El horno ardía durante quince días, día y noche sin interrupción de ninguna clase. Para alimentarlo se establecían turnos con relevos periódicos. Podía estar lloviendo o nevando, el trabajo de arrojar leña al horno no cesaba nunca. Para que no resultara tan pesado y molesto, mientras unos trabajaban, otros descansaban en el interior de una barraca hecha de ramas y piedras, al lado del horno. Durante la noche había dos hombres arrojando leña.

 

Para combatir el frío no sólo encendían fuego, sino que disponían además de buenos kilos de carne para asar a las brasas, buen vino y pan blanco. Había trabajo y alguna pequeña juerga, que no todo ha de ser trabajar.

 

El horno seguía quemando y arrojaba humo como una locomotora de las antiguas, si hubiera habido hierro dentro se hubiera deshecho con aquél fuego.

 

Pasados los quince días, se cerraba el horno y se dejaba enfriar durante dos meses; luego se procedía a su desmantelamiento de forma inversa a como había sido montado.

 

Primero se sacaban las piedras del llamado “coro”, es decir, la caperuza. Tal y como se iban sacando se dejaban las piedras cocidas y convertidas en cal en montones al lado del horno.

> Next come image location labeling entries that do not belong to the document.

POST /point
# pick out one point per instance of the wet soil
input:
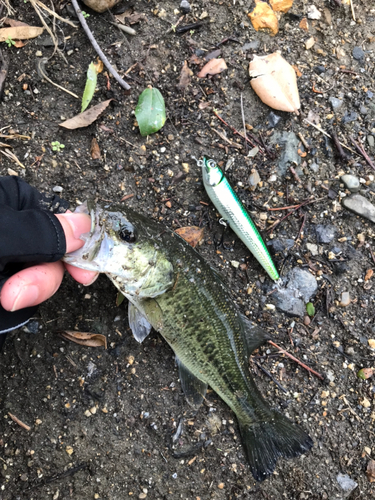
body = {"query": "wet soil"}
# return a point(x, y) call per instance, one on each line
point(113, 424)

Cuando ya estaban todas sacadas venía el reparto, el “pesar la cal”.

 

Para esa función se improvisaba una balanza con un palo y cuerdas, en una parte se depositaba una de ellas que pesaba 50 kilos (previamente había sido pesada), que actuaba como peso. Con esa referencia se pesaba todo. Cuando toda la cal estaba pesada se sorteaban los montones, para que nadie pudiera alegar que había habido distinciones y se repartía a cada uno lo que le pertenecía.

 

A partir de ese momento, cada cual podía hacer con la cal que le había correspondido lo que quisiera: guardarla para su uso o venderla.

 


Jesús Ballarín muestra un ixau de gallón para los hornos de cal
 

Como hemos comentado, la cal se utilizaba para el blanqueo de fachadas y los interiores de las casas, y unida con arena formaba la “argamasa” para construir las paredes. También se utilizaba la cal viva para desinfectante.

 

Los hornos de cal, al hacerse en invierno, cuando no había otros trabajos posibles, ofrecían a las familias algunos ingresos extra que eran muy bien recibidos.